# Bead fishing in Michigan - Flossing?



## BMARKS (Nov 6, 2017)

There used to be a guy on here, thousandcasts i think it was, that sternly argued any fish that was caught while chuck and duck or drift fishing was flossed. the only way to ethically catch them was with a bobber. i alwasy got a laugh out of it, like ok guy.


----------



## Fishndude (Feb 22, 2003)

Flossing is flossing. You can do it with spawnbags, flies, beads, bare hooks, etc. But you can fish all of those things without flossing as well. I bottom bounce most of the time for Steelhead, and I almost never foul hook fish. And, when I do, it is because the fish swiped at my spawnbag, and got hooked on the outside of the mouth, somewhere. But it has been years since that happened.


----------



## MT2MI (Jun 4, 2016)

Whether intentional or not, seems pretty logical that a horizontal presentation would be far more likely to "line"/"floss" fish than a vertical presentation....


----------



## riverbob (Jan 11, 2011)

MT2MI said:


> Whether intentional or not, seems pretty logical that a horizontal presentation would be far more likely to "line"/"floss" fish than a vertical presentation....


 so if ya don't fish with a bobber/vertical, your flossing/snagging, that's nuts, put a little more time in fishing, instead of talking about thing u really don;t know about..


----------



## riverbob (Jan 11, 2011)

MT2MI said:


> Whether intentional or not, seems pretty logical that a horizontal presentation would be far more likely to "line"/"floss" fish than a vertical presentation....





riverbob said:


> so if ya don't fish with a bobber/vertical, your flossing/snagging, that's nuts, put a little more time in fishing, instead of talking about thing u really don;t know about..

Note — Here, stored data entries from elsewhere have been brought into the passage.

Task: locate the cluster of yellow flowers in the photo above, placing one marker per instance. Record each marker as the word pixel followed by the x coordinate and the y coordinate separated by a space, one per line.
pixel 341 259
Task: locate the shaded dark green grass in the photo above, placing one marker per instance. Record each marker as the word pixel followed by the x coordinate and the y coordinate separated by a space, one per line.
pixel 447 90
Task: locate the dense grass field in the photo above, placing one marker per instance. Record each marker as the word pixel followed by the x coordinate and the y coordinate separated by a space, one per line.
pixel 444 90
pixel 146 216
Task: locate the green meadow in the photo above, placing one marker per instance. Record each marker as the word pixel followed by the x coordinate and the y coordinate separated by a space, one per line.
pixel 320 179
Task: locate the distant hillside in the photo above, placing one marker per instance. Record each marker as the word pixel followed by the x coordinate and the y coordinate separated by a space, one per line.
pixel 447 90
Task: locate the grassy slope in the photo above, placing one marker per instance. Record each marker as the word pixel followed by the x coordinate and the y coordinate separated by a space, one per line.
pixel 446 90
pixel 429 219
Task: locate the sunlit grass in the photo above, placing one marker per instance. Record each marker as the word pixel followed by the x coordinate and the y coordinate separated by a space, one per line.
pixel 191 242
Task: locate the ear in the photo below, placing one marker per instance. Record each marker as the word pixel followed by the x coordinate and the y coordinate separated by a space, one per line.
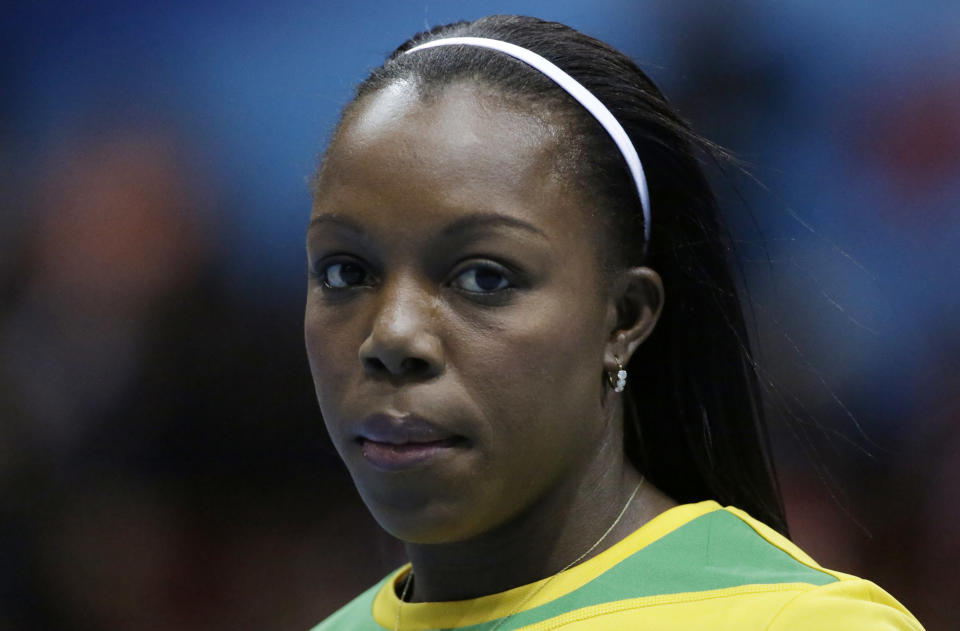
pixel 635 303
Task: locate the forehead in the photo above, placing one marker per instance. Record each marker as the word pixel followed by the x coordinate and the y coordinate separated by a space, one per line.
pixel 462 149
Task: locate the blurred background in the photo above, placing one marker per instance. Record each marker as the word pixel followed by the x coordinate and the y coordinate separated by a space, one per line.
pixel 162 462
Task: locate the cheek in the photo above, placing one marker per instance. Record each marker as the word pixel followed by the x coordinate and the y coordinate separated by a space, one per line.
pixel 330 351
pixel 541 367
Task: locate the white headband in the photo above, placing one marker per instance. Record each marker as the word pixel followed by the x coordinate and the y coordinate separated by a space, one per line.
pixel 577 91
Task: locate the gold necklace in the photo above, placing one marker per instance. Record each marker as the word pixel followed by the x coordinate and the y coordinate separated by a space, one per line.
pixel 623 511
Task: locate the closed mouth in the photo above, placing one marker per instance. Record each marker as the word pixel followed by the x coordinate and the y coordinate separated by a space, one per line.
pixel 402 455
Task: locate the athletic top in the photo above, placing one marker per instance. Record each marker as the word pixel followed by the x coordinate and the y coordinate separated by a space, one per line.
pixel 695 566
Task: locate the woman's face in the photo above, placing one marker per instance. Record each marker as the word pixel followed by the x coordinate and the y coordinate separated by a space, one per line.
pixel 455 321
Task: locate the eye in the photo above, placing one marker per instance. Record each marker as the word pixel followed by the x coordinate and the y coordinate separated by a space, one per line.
pixel 482 279
pixel 342 275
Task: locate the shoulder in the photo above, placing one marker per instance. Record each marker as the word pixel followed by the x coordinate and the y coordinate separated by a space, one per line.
pixel 804 595
pixel 850 604
pixel 357 615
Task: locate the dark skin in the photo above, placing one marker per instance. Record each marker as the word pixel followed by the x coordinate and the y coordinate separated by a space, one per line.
pixel 456 281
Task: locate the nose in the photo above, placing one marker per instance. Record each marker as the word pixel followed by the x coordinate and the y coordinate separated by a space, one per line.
pixel 402 343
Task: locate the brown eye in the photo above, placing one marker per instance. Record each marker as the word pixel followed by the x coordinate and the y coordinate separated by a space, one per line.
pixel 482 279
pixel 343 275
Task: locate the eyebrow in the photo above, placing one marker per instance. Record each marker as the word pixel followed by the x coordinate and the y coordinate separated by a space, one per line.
pixel 475 221
pixel 337 220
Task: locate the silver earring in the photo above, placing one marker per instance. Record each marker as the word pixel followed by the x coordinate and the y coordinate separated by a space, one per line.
pixel 620 382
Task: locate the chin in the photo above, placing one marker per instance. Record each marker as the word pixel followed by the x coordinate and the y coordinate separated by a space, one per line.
pixel 424 519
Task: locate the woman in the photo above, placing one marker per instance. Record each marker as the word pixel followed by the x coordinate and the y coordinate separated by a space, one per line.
pixel 528 349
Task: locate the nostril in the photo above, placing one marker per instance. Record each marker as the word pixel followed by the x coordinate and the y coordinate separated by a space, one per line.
pixel 414 366
pixel 374 366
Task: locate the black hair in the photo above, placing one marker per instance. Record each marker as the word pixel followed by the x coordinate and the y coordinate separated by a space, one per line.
pixel 693 420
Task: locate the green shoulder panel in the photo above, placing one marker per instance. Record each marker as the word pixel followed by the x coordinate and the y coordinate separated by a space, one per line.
pixel 714 551
pixel 356 615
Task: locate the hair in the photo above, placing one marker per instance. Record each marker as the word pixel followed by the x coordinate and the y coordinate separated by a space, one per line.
pixel 693 415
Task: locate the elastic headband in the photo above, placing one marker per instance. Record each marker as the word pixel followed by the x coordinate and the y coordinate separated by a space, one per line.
pixel 583 96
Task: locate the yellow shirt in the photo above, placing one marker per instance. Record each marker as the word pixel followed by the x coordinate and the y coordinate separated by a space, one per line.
pixel 695 566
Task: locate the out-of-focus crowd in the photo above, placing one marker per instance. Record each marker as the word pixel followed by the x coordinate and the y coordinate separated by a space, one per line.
pixel 162 460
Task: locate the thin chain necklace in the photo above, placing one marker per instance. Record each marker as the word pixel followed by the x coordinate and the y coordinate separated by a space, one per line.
pixel 623 511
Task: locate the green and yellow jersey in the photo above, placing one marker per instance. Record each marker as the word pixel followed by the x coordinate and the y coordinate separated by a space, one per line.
pixel 695 566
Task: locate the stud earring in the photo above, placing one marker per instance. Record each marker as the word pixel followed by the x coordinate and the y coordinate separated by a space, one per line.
pixel 620 382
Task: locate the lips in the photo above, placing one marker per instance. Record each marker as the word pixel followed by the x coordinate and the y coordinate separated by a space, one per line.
pixel 398 442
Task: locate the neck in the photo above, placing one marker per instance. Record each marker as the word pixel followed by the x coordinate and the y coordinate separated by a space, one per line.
pixel 541 541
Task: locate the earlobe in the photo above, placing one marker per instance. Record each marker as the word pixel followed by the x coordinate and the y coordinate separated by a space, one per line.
pixel 635 306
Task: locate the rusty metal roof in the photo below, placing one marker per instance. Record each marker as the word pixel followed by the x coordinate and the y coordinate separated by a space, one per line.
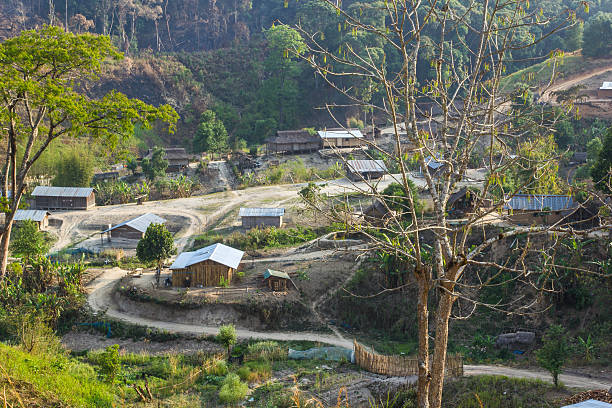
pixel 47 191
pixel 367 166
pixel 219 253
pixel 261 212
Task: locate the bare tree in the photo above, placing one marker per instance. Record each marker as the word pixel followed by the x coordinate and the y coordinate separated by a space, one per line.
pixel 439 123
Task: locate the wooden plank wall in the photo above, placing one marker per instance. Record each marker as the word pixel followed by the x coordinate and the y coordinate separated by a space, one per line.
pixel 400 366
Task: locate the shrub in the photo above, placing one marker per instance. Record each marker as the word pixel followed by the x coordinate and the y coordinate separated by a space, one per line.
pixel 233 390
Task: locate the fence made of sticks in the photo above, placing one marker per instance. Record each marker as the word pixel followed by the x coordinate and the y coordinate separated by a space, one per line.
pixel 400 366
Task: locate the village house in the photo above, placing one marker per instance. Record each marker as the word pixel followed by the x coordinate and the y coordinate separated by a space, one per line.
pixel 365 169
pixel 178 159
pixel 277 281
pixel 63 198
pixel 134 228
pixel 528 209
pixel 261 217
pixel 605 90
pixel 213 265
pixel 293 141
pixel 40 217
pixel 341 138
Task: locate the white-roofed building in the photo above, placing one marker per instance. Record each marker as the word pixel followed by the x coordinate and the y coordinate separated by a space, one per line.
pixel 605 90
pixel 341 138
pixel 63 198
pixel 134 228
pixel 41 217
pixel 261 217
pixel 213 265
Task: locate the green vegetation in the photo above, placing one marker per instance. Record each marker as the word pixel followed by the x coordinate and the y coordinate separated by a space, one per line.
pixel 260 238
pixel 156 246
pixel 554 352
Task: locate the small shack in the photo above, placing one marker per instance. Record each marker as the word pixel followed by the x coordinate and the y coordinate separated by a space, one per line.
pixel 213 265
pixel 134 228
pixel 365 169
pixel 40 217
pixel 341 138
pixel 605 90
pixel 293 141
pixel 177 157
pixel 277 280
pixel 261 217
pixel 63 198
pixel 527 209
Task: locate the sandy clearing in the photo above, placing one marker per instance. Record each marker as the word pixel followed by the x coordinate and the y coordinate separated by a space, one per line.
pixel 570 380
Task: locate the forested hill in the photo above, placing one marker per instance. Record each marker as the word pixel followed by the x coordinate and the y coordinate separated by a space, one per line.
pixel 223 55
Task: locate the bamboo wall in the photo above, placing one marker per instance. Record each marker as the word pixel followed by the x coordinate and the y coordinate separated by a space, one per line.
pixel 207 273
pixel 400 366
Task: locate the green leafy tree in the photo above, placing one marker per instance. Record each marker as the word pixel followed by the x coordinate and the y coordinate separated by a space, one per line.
pixel 602 168
pixel 156 246
pixel 74 170
pixel 596 37
pixel 155 166
pixel 554 351
pixel 42 77
pixel 211 135
pixel 28 241
pixel 227 337
pixel 232 389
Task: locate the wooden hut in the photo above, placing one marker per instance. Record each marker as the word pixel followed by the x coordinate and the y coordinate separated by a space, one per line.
pixel 261 217
pixel 528 209
pixel 277 281
pixel 357 170
pixel 40 217
pixel 63 198
pixel 134 228
pixel 213 265
pixel 341 138
pixel 293 141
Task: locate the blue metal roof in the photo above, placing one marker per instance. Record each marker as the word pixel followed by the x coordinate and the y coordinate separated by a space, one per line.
pixel 47 191
pixel 261 212
pixel 589 404
pixel 367 166
pixel 140 223
pixel 219 253
pixel 34 215
pixel 538 202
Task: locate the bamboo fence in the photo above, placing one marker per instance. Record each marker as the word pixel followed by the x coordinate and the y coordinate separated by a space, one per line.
pixel 400 366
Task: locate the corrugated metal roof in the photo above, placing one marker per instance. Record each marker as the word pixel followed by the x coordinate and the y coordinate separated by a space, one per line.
pixel 606 85
pixel 140 223
pixel 48 191
pixel 34 215
pixel 261 212
pixel 340 133
pixel 219 253
pixel 270 272
pixel 367 166
pixel 538 202
pixel 589 404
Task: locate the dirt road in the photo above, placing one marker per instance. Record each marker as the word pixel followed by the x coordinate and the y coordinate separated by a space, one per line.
pixel 570 380
pixel 100 299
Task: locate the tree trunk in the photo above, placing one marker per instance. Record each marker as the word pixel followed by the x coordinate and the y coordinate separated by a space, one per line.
pixel 423 333
pixel 4 248
pixel 439 357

 on a side note, i've belly hooked alot of fish , pulling up n down


----------



## AdamBradley (Mar 13, 2008)

If you know you’re flossing, you’re flossing. A guy with a 10’ leader dragging reds with #14 hooks or black yarn knows what his intention is.

That said, I’ve caught plenty of fish bouncing spawn/waxies, but usually keep it to 3’ or so for legit bites. Hook placement in the mouth, versus side/corner of mouth opposite of current flow always tells the story. The feeling of the bite, or lack of, also tells the story pretty often.

With that said, of course I also belly hook fish on bobbers. Foul hooks can’t be avoided 100%.


----------



## ausable_steelhead (Sep 30, 2002)

People worry about flossing too much. Beads always have, and always will, have biting fish hooked funny. A bobber can lessen this, but does not eliminate it.

Drift fishing in Michigan has taken a beating the last decade plus, with the explosion of bobber fishing. People frown at someone bouncing bottom these days for whatever reason. Ive barely ran a bead this fall, since fat bags have had zero issue hooking steelhead. I’ve bounced plenty and let me tell you...an aggressive, feeding fall steelhead blasting a drifted bag still hasn’t gotten old to me. Some of these fish have destroyed it like I was running a plug! Also, I’ve always looked at what side of the mouth my fish is hooked, since that generally tells me where my bait was in relation to the fishes position in the run.


----------



## BMARKS (Nov 6, 2017)

ausable_steelhead said:


> People worry about flossing too much. Beads always have, and always will, have biting fish hooked funny. A bobber can lessen this, but does not eliminate it.
> 
> Drift fishing in Michigan has taken a beating the last decade plus, with the explosion of bobber fishing. People frown at someone bouncing bottom these days for whatever reason. Ive barely ran a bead this fall, since fat bags have had zero issue hooking steelhead. I’ve bounced plenty and let me tell you...an aggressive, feeding fall steelhead blasting a drifted bag still hasn’t gotten old to me. Some of these fish have destroyed it like I was running a plug! Also, I’ve always looked at what side of the mouth my fish is hooked, since that generally tells me where my bait was in relation to the fishes position in the run.


agreed, the feeling of a bite will just never get old for me. i tried the bobber thing over and over and i just dont get the same joy. i even like the ones you dont feel. when the drift stops and you know that its not a snag. you get so in tuned to your rig and the drift your fishing you can notice the bite before the fish has had time to shake head or to feel his swim.


----------



## Fishndude (Feb 22, 2003)

tug, tug, YANK. There's nothing quite like it. Gotta get me some.


----------



## Martin Looker (Jul 16, 2015)

People are worrying too much about what they think other fishermen are doing. Unless you see someone trying to found hook fish mind your own d*** business. I have felt with a_holes calling me out


----------